Everything else that was accomplished in the 60s may well have been child’s play, but those doing the playing have not exactly noticed. Take Todd Gitlin. In his recently reissued (by Bantam) reprise and analysis of the decade, The Sixties: Years of Hope, Days of Rage, Gitlin devotes only 10 of his book’s more than 400 pages to the events Branch requires nearly 1,000 pages to detail. Though his brief section is cogently presented, it is clear that Gitlin regards the early civil rights movement as being little more important to what he calls the “zeitgeist” of the 60s than, say, the beat movement in literature (to which he devotes a roughly equal amount of space). A check of the name Rosa Parks in the index of Gitlin’s book, for instance, leads one to an early passage in which he notes that the year Parks refused to give up her seat on a Montgomery bus (1955) was the same year that saw the arrival of such rock ‘n’ roll hits as Bill Haley’s “Rock Around the Clock” and Chuck Berry’s “Maybelline.” “The parallels between rock and civil rights were far from exact,” Gitlin writes, “but imperfect coincidences are the updrafts on which the zeitgeist spreads its wings.” Perhaps so, but the Montgomery bus boycott unleashed far more powerful winds. It was the boycott that introduced the nation to the novel and vaguely eastern idea that a “movement” of people could come together dedicated to a strategy of nonviolent direct action as a means of achieving fundamental social change. In the mass meetings that night after night sustained the Montgomery boycotters’ resolve we can, perhaps, see the whole idea of a resistance-based counterculture taking shape. There were, as Gitlin points out, many events that can be seen as precursors to the 60s, but it is hard to imagine–especially after reading Branch’s harrowing account–any that were more important than those that took place in Montgomery in 1955 and 1956. Yet with the exception of the passage quoted above, the boycott is not mentioned in Gitlin’s account.
Branch spends a lot of time documenting the peculiarly influential position held by black preachers–the only white-collar occupation open to blacks during slavery and one of the very few available to them even by the middle of this century. “The black preacher,” wrote W.E.B. Du Bois, “is the most unique personality developed by the Negro on American soil.” He was a teacher, politician, ruler, prophet–even, on occasion, judge and jury. It was no accident, then, that when the civil rights movement needed a leader, it chose a preacher.

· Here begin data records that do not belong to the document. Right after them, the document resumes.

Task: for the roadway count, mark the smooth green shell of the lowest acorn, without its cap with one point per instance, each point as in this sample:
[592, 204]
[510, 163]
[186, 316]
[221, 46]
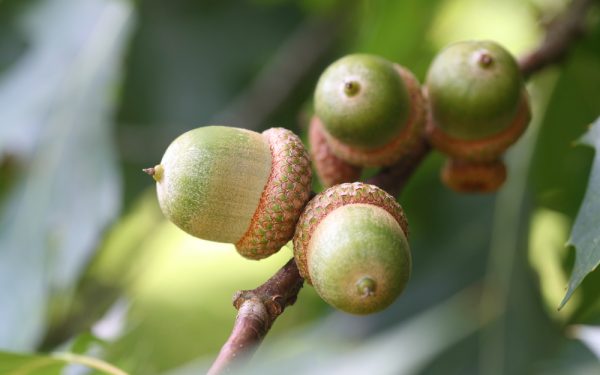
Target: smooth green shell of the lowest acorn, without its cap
[354, 243]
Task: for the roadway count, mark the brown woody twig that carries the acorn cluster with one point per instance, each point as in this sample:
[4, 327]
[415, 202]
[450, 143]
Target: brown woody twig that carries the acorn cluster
[258, 308]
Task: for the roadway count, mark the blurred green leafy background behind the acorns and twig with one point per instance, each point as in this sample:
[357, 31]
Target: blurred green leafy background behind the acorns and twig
[92, 91]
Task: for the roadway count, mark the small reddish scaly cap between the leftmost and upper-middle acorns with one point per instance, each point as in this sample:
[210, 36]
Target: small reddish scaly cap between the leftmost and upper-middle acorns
[330, 169]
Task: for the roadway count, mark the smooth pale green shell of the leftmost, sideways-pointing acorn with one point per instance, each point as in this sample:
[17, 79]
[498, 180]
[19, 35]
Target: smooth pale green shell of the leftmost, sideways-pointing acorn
[212, 179]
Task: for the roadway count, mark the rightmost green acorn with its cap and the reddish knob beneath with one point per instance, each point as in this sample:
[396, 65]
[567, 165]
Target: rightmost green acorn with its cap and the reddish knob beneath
[478, 108]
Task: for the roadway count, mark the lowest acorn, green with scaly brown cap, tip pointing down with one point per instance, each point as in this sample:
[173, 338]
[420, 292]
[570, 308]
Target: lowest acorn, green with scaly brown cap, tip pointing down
[351, 244]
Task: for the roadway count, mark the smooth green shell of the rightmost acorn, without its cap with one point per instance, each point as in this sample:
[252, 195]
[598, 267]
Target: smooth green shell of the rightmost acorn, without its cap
[474, 89]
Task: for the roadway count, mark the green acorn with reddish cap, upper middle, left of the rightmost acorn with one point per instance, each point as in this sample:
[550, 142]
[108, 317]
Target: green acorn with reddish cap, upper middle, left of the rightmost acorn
[372, 110]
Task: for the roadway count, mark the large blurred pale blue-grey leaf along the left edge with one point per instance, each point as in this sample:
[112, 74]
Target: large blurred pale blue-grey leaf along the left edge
[55, 103]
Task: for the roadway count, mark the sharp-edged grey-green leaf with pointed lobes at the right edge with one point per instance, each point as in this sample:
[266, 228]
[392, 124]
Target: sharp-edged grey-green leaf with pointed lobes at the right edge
[585, 236]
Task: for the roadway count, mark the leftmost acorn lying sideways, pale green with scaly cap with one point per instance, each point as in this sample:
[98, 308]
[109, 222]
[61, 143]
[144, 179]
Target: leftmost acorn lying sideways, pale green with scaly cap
[236, 186]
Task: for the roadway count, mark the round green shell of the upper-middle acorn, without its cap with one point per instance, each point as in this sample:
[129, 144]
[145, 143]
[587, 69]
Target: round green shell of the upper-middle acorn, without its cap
[362, 101]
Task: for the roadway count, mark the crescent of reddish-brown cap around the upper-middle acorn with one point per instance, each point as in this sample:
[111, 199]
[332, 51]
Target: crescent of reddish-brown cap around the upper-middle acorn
[410, 135]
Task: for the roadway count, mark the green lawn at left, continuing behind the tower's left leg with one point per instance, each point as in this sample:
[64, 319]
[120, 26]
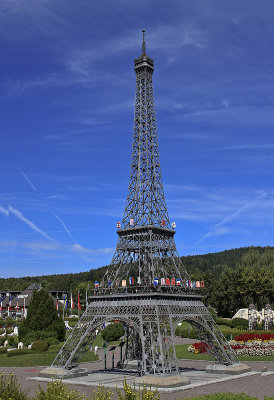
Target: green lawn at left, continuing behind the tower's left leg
[38, 359]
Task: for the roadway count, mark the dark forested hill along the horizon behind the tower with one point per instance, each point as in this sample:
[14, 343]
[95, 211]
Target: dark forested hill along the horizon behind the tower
[196, 265]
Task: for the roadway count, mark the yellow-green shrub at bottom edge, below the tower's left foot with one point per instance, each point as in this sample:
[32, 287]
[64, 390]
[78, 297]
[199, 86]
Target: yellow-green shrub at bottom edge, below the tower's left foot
[57, 390]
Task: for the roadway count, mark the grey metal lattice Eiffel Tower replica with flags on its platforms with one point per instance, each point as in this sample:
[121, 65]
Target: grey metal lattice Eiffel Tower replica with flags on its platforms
[146, 286]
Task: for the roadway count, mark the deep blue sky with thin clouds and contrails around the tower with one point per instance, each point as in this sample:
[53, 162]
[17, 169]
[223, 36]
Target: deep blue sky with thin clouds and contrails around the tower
[67, 103]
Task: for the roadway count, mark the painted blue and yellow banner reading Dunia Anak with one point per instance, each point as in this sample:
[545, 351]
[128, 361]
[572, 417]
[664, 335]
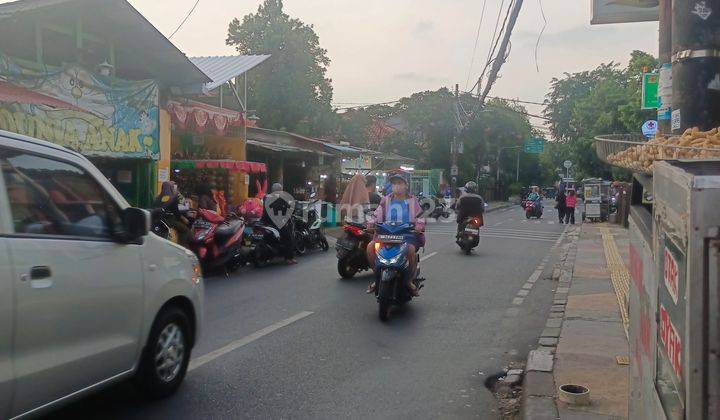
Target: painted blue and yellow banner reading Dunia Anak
[83, 111]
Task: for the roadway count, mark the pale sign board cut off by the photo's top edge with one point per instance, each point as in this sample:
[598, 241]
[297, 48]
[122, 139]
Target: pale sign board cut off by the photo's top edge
[624, 11]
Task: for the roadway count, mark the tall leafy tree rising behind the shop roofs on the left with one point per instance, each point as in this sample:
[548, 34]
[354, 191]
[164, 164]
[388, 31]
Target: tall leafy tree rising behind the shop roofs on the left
[291, 91]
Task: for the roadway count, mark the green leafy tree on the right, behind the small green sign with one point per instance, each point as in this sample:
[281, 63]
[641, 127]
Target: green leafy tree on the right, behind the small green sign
[583, 105]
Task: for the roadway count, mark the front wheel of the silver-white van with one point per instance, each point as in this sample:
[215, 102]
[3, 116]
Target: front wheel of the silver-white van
[166, 355]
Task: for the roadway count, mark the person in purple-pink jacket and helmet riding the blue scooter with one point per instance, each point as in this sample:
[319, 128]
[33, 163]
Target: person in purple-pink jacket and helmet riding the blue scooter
[399, 206]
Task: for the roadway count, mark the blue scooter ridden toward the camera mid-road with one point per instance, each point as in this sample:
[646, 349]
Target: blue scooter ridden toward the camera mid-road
[391, 267]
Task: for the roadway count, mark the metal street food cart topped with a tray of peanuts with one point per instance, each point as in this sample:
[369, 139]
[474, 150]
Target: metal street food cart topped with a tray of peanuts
[674, 296]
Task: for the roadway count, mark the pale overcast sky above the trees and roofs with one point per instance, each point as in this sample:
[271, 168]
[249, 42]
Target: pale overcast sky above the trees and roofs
[385, 49]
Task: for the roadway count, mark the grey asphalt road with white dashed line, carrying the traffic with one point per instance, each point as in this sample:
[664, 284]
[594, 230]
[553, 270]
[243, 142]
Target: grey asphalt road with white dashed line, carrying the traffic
[298, 342]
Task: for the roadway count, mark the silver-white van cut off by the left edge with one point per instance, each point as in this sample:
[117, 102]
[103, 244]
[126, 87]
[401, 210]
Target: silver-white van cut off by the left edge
[87, 296]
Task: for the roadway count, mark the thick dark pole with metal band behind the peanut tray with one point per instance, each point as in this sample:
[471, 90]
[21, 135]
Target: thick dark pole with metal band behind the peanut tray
[695, 64]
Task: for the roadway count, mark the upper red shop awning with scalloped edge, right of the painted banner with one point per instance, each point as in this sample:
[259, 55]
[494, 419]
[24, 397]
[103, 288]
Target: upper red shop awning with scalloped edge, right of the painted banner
[199, 116]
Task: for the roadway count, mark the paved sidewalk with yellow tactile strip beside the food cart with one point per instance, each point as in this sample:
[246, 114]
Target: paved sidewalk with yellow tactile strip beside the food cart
[591, 343]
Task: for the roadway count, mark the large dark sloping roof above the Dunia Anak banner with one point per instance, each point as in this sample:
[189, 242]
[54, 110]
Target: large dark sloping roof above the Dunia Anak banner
[140, 50]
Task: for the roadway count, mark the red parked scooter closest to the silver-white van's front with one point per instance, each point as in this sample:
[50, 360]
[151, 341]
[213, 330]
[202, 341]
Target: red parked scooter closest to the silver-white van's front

Unfortunately, it must also be said that the King at the center of events is the only King we get to know in this book. As fascinated as Branch is with the public man, the private King does not seem to interest him much. His family appears only rarely in the text. There’s a description of King’s courtship of Coretta Scott, and an account of presidential candidate John Kennedy’s famous phone call to her when her husband was remanded to the DeKalb County Jail (Branch convincingly argues that the flood of black votes this phone call generated probably won Kennedy the election); but otherwise we hear almost nothing of King’s wife or–aside from occasional notations of their births–his children. Branch has some fun with King’s elitist pretensions, the silk pajamas he wore even in jail, the Caribbean vacations he was always trying to make time for. He makes reference to King’s extramarital affairs–which were so exhaustively investigated by that tireless watchdog J. Edgar Hoover–but the reference is brief and obligatory, shedding no light on King’s motives or on the painful cost his public stature must have had on his private life.
“[The southern movement has] turned itself into the revolution we hoped for,” he added wonderingly, “and we didn’t have much to do with its turning at all.”